Comparison of the continuous rat hepatoma cell line 2sFou with primary rat hepatocyte cultures for the induction of DNA repair synthesis by nitrosamines, benzo[ a]pyrene and hydroxyurea

Abstract

We have examined the suitability of the continuous rat hepatoma cell line 2sFou for testing the genotoxicity of chemicals in comparison with that of primary rat hepatocyte cultures (HPC). The capacity of the cells for metabolic activation was assessed by measuring induction of DNA-repair synthesis and inhibition of replicative DNA synthesis by the test compounds dimethylnitrosamin (DMN), diethylnitrosamine (DEN), hydroxyurea (HU) and benzo[ a]pyrene (BaP), which are substrates for major hepatic and extrahepatic forms of cytochrome P-450 dependent monooxygenases. The cellular capacity for DNA-repair synthesis was assessed using UV-light as a DNA-damaging agent. Repair-specific incorporation of [ 3H]deoxycytidine ( 3H-dCyd) caused by UV-light was higher in 2sFou cells than in HPC. In contrast, background repair incorporationof 3H-dCyd in 2sFou cells was only 1 3 that found in HPC. All the test agents induced DNA repair and inhibited DNA synthesis in both 2sFou cells and HPC. The two nitrosomes were more effective in HPC than in 2sFou cells. HU and BaP affected DNA repair and DNA synthesis in the two cell systems at a similar range of concentrations. In general, DNA repair in the 2sFou cells increased near linearly with the concentrations of the test compounds.

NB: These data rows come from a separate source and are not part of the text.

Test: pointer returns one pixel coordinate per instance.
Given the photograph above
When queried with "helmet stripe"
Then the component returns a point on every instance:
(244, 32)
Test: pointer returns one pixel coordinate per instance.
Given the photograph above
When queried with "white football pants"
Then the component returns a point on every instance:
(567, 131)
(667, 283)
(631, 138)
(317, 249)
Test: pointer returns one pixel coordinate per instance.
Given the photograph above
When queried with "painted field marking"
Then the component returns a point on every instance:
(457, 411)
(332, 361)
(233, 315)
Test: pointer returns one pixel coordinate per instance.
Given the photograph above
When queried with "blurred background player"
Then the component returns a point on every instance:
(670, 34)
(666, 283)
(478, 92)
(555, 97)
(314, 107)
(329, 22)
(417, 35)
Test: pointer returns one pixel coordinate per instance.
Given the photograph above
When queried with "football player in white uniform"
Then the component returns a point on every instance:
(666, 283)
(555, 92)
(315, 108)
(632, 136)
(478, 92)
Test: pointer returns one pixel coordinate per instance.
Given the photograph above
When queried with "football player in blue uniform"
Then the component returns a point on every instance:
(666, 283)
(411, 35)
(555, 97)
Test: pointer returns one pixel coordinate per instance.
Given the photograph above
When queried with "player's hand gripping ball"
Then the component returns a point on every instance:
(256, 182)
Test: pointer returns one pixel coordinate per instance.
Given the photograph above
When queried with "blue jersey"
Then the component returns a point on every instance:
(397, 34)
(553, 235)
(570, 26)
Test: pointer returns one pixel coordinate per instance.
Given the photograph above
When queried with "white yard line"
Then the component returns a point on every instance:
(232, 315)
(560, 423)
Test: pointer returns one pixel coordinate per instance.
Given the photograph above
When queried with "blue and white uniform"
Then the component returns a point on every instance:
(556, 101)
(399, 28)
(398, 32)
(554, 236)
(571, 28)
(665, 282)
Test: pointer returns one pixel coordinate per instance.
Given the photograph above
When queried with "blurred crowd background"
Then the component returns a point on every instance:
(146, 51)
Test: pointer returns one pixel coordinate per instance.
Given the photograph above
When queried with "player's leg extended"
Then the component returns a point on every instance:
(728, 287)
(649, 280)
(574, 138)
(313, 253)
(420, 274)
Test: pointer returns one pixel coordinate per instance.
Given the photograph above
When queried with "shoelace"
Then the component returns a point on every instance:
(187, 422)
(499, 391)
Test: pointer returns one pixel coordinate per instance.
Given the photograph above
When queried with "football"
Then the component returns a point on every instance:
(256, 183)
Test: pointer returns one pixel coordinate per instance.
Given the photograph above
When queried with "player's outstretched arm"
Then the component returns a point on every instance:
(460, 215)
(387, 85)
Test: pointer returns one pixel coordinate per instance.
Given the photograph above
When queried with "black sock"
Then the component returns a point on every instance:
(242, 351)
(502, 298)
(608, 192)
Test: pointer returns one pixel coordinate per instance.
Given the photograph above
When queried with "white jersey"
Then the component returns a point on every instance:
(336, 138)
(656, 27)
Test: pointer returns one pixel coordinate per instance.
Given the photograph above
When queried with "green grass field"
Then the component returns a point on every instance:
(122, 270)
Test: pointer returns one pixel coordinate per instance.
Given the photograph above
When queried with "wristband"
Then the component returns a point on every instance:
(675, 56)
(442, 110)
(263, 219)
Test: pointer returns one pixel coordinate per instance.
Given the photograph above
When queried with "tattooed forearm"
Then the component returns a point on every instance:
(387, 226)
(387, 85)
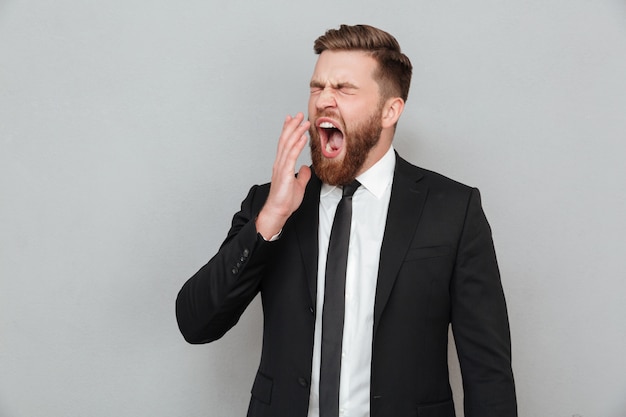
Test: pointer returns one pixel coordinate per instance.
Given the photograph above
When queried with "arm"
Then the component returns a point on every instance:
(212, 301)
(480, 322)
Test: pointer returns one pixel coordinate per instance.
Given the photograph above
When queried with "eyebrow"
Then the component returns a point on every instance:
(338, 86)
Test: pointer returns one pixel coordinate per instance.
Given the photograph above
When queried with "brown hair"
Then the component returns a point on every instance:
(394, 68)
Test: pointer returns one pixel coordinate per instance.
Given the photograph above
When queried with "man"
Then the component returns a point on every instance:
(420, 258)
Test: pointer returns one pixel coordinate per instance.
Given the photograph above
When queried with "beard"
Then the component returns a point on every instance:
(358, 141)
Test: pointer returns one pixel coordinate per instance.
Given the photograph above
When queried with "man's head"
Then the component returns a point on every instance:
(358, 89)
(394, 68)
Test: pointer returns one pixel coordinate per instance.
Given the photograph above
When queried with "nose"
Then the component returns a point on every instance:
(326, 99)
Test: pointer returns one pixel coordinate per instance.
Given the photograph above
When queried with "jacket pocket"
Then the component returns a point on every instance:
(443, 409)
(262, 388)
(426, 252)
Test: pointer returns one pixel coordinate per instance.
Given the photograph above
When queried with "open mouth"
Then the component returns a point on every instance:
(331, 138)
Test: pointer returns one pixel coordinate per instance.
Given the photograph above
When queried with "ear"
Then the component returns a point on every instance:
(391, 111)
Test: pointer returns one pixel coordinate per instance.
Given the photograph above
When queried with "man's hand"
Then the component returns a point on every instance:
(286, 191)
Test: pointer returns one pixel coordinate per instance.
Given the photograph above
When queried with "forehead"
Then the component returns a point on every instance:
(344, 66)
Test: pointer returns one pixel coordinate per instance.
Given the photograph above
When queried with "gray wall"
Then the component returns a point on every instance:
(130, 131)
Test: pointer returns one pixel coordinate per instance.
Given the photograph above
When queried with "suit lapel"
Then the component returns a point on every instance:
(405, 208)
(306, 222)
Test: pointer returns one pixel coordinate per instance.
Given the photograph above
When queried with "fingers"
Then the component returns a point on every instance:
(292, 141)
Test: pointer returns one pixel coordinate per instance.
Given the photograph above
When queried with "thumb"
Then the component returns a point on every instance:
(304, 175)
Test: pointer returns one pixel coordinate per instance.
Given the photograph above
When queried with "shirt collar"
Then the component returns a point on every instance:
(376, 179)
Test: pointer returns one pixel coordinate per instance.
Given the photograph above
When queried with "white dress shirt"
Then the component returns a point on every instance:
(369, 215)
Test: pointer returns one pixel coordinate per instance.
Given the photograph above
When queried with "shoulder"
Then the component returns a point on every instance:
(431, 179)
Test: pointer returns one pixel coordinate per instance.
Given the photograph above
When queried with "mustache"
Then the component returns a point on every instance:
(325, 113)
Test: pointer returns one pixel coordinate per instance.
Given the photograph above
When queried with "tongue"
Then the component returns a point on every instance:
(335, 139)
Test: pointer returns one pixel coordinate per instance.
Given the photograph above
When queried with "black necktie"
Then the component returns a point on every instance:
(334, 304)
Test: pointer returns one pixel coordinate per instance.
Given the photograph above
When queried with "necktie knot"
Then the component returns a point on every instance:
(350, 189)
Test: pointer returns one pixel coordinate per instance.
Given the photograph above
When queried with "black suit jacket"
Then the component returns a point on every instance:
(437, 267)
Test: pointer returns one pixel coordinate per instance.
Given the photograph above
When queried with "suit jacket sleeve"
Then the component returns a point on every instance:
(212, 300)
(480, 322)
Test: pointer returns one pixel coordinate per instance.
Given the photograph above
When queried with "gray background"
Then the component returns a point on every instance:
(130, 131)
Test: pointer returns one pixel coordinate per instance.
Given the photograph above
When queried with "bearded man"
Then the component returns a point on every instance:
(359, 328)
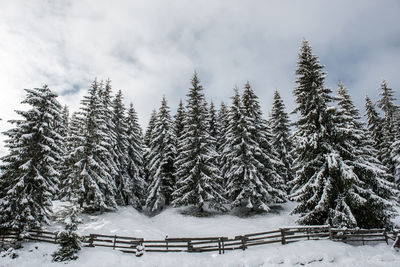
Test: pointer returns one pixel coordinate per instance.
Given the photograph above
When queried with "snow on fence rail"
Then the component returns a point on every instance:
(221, 244)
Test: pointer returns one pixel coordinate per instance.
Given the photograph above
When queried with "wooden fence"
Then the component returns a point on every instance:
(220, 244)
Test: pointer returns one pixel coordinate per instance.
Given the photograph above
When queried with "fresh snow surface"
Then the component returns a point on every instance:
(127, 221)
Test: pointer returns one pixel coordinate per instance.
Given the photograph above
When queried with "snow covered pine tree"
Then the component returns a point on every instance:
(198, 177)
(246, 184)
(30, 171)
(135, 167)
(161, 161)
(281, 137)
(91, 176)
(330, 184)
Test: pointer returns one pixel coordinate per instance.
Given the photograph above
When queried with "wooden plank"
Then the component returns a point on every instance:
(102, 240)
(265, 237)
(42, 240)
(263, 233)
(205, 242)
(361, 235)
(310, 235)
(263, 242)
(42, 232)
(169, 250)
(165, 246)
(128, 242)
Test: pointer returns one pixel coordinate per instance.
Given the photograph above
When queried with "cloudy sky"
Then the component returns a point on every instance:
(151, 48)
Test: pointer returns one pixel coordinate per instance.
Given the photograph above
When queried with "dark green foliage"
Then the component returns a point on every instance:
(281, 140)
(198, 177)
(69, 240)
(30, 172)
(162, 152)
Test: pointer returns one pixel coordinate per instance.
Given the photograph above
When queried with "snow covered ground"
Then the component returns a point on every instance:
(171, 222)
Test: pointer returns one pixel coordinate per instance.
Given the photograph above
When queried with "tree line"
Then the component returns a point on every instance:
(341, 171)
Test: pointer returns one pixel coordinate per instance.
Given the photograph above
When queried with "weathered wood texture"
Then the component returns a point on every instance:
(221, 244)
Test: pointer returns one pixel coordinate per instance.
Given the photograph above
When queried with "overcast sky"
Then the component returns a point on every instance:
(151, 48)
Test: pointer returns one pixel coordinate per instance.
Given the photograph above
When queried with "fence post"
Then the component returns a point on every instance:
(190, 247)
(243, 242)
(283, 236)
(385, 235)
(91, 240)
(115, 237)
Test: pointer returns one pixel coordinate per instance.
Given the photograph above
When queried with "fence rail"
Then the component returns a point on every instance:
(221, 244)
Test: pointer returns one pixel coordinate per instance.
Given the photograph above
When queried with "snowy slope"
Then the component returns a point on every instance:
(129, 222)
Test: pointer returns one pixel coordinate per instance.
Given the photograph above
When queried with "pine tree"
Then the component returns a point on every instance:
(150, 127)
(135, 167)
(374, 124)
(261, 134)
(179, 120)
(281, 141)
(395, 150)
(246, 185)
(91, 176)
(161, 161)
(320, 178)
(69, 240)
(334, 181)
(71, 143)
(63, 166)
(222, 126)
(123, 181)
(370, 194)
(386, 103)
(212, 115)
(30, 171)
(198, 177)
(106, 110)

The data indicate that 2sFou cells are capable of activating hepatotropic pro-mutagens/carcinogens such as dialkynitrosamies, and are sensitive indicators of DNA damage. In contrast, BaP, a non-hepatotoxic compound, caused only little DNA repair in these cells. Thus, continuously growing cells, such as 2sFou, show a qualitatively similar response to genotoxic chemicals as HPC and offer a potential alternative to HPC for genotoxicity testing.